Wall Street could be staring at a meltdown as big investment banks, including Nomura and Credit Suisse, rush to unwind bets in various stocks after a common client defaulted on margin calls.
Although the client's name has not been confirmed, media reports claim it to be Archegos Capital Management, a family office run by Bill Hwang. The margin default may lead to Nomura reporting a one-time loss of $2 billion in the March quarter, while Credit Suisse may incur a loss of $1 billion.

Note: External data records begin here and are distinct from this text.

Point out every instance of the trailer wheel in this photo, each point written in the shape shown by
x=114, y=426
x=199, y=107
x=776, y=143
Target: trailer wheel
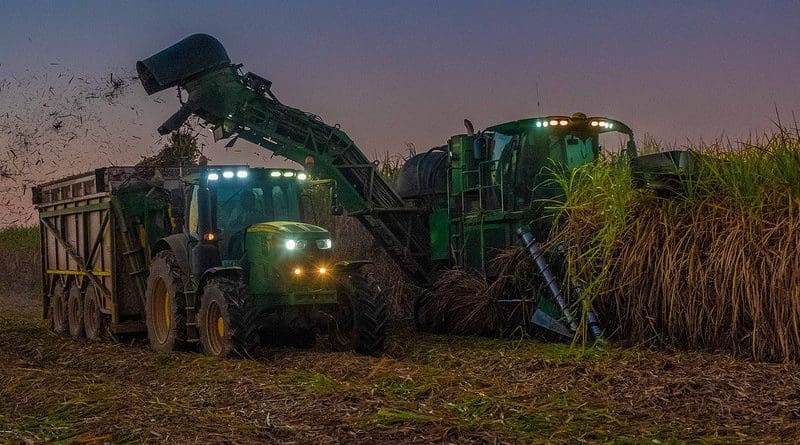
x=227, y=319
x=94, y=323
x=58, y=308
x=361, y=318
x=165, y=304
x=75, y=310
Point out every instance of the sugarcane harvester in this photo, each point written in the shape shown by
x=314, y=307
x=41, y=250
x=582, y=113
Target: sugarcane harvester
x=455, y=206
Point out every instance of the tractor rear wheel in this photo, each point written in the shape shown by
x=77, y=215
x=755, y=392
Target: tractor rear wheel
x=361, y=318
x=94, y=322
x=58, y=308
x=75, y=311
x=227, y=319
x=165, y=304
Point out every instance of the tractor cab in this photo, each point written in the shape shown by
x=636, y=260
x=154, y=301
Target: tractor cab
x=227, y=200
x=230, y=207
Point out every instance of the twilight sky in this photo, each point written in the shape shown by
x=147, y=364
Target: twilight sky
x=411, y=71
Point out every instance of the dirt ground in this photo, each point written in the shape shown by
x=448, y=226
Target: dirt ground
x=427, y=389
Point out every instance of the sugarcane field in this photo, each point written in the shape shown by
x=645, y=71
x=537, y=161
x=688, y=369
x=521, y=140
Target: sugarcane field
x=257, y=222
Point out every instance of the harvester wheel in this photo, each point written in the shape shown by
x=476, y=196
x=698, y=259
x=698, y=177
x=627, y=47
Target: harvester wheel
x=58, y=308
x=361, y=318
x=165, y=304
x=75, y=311
x=227, y=319
x=94, y=322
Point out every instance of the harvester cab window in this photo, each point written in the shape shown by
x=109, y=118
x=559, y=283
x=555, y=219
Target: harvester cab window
x=193, y=218
x=577, y=151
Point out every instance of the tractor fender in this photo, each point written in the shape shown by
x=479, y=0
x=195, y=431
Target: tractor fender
x=351, y=265
x=178, y=245
x=232, y=272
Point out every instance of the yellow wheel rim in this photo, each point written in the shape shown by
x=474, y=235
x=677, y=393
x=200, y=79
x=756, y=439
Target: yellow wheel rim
x=221, y=326
x=161, y=307
x=215, y=328
x=167, y=311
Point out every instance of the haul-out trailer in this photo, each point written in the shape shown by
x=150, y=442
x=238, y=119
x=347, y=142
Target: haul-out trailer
x=455, y=206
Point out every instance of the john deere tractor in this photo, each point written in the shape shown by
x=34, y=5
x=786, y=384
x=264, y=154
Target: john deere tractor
x=243, y=266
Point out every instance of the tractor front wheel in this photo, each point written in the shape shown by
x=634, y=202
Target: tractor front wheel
x=165, y=306
x=361, y=318
x=227, y=319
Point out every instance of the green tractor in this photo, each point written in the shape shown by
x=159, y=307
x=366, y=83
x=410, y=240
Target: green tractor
x=243, y=266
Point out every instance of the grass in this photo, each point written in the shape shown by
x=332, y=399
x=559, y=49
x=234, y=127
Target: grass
x=426, y=389
x=713, y=266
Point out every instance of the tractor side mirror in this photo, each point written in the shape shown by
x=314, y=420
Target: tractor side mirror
x=177, y=207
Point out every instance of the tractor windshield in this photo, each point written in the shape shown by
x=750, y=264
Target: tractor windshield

These two scandals are just the tip of the iceberg, as shadow banking’s lack of regulation could spark another debt crisis in 2021.
So what are shadow banks, and why you should be worried? The average person has no idea what the shadow banking system is.
The problem with the shadow banking market; it is shadow, you cannot see it. The Technical definition of the Shadow Banking System is non-traditional banking, which doesn't tell you anything. I like to phrase what banking is; Banking is a regulated Bank with the FDIC, which takes in deposits and makes loans. Anything else done by anybody else is Shadow Banking.
In other words, it is outside of the banking system.
The shadow banking system consists of lenders, brokers, and other credit intermediaries who fall outside the realm of traditional regulated banking. It is generally unregulated and not subject to the same kinds of risk, liquidity, and capital restrictions as traditional banks are.
The shadow banking system played a significant role in the expansion of housing credit in the run-up to the 2008 financial crisis but has grown in size and largely escaped government oversight even since then.
It looks super sync, but it's really backed by assets that are very volatile. And when these things unwind, and people want to sell them, there's no market for them. And so the price collapses, and that shuts off the flow of money to these companies that were trying to boost their stock prices.
It was a shadow banking system that injected the virus called credit default swaps into the system that blew up in 2008. And right now, we're doing the same thing again.